Kultur auf Schritt für Tritt

27.11.11

Nachdem wir uns die Riviera oder besser gesagt die Côte d`Azur angesehen haben, geht unsere Reise weiter in die Toskana und ganz genau in die Hauptstadt der Toskana. Richtig, wir sind in Firenze (Florenz). Hier findet am 1. Advent und das schon zum 28. Mal der Firenze Marathon statt, an dem ich teilnehme.

Hier ein paar Fakten zur Stadt. Florenz ist die Hauptstadt der Toskana mit rund 375.000 Einwohnern. Sie ist Mittelpunkt einer Metropolregion wo rund 1,5 Mill. Menschen leben. Durch die Stadt fließt der Arno. Von Norden her kommt der Mugnone der in den Arno fließt. Die Stadt grenzt im Norden an die toskanisch-emilianischen Apenninen, im Süden sind die sanften Hügel des Chianti.
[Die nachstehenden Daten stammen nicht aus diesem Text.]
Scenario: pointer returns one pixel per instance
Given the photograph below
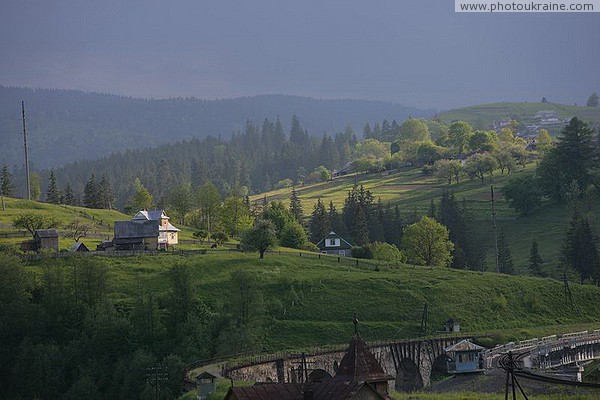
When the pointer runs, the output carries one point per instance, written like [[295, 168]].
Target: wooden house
[[335, 244], [147, 230], [464, 357], [79, 247]]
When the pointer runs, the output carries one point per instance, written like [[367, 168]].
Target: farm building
[[464, 357], [147, 230], [335, 244]]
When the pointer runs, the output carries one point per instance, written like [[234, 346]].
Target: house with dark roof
[[335, 244], [464, 357], [147, 230], [359, 377]]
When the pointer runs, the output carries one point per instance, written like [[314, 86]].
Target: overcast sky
[[413, 52]]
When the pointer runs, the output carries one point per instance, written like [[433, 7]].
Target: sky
[[414, 52]]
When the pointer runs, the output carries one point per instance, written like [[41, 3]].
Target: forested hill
[[66, 125]]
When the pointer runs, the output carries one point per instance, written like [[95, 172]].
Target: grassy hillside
[[388, 301], [481, 116], [101, 221], [413, 192]]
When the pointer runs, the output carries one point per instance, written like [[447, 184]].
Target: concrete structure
[[410, 364], [206, 383], [464, 356], [335, 244]]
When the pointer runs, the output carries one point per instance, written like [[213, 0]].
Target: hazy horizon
[[412, 53]]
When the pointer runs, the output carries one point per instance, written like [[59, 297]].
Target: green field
[[482, 116], [101, 221], [413, 192], [388, 301]]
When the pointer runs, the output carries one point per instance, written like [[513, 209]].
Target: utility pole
[[26, 152], [495, 229]]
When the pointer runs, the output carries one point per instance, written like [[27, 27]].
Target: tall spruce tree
[[296, 207], [90, 193], [69, 196], [7, 185], [319, 225], [505, 261], [106, 198], [53, 195], [580, 249], [535, 261]]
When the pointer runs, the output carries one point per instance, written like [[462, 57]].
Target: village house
[[464, 357], [358, 377], [147, 230], [335, 244]]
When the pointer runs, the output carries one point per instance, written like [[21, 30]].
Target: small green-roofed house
[[334, 244]]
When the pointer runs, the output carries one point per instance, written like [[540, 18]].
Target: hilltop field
[[310, 301], [413, 191], [481, 116]]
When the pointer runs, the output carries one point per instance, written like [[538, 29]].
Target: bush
[[361, 252]]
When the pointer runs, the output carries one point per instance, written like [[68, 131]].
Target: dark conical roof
[[359, 364]]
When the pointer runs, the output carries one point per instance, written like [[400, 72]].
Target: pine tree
[[69, 196], [535, 261], [432, 211], [53, 195], [319, 225], [90, 193], [504, 257], [105, 194], [580, 250], [296, 207], [7, 186]]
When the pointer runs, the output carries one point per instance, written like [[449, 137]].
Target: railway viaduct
[[411, 362]]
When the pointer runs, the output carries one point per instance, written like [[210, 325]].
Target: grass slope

Das Zentrum der historischen Altstadt ist die Piazza della Signoria mit der Kopie von Michelangelos Statue David und dem Neptunbrunnen. Auch der Palazzo Vecchio und die Loggia die Lanzi liegen am Platz. Außergewöhnlich ist auch die von den Etruskern gebaute Ponte Veccio, die die Uffizien mit dem Palast der Medici verbindet. Die wohl schönste Kirche ist die Santa Maria del Fiore mit ihrer eindrucksvollen Kuppel. Wer den Arno überschreitet, sollte in den Palazzo Pitti gehen, in dem die ehemalige private Sammlung der Medici ist. Am Palast befindet sich der eindrucksvoll gestaltete Boboli-Garten mit vielen Skulpturen von dem man einen herrlichen Blick über die Altstadt hat. Förderer der damaligen Bauten waren reiche Bankiers und Kaufleute. Bei der Aufnahme der historischen Altstadt von Florenz in das UNSECO-Welterbe hieß es im Antrag: „Jede Rechtfertigung wäre lächerlich und unverfroren", da sich hier die „weltgrößte Anhäufung universell bekannter Kunstwerke“ befinde. Da ich nicht unverfroren sein will gehe ich nun weiter zum Ereignis dieses Wochenendes, dem Marathon.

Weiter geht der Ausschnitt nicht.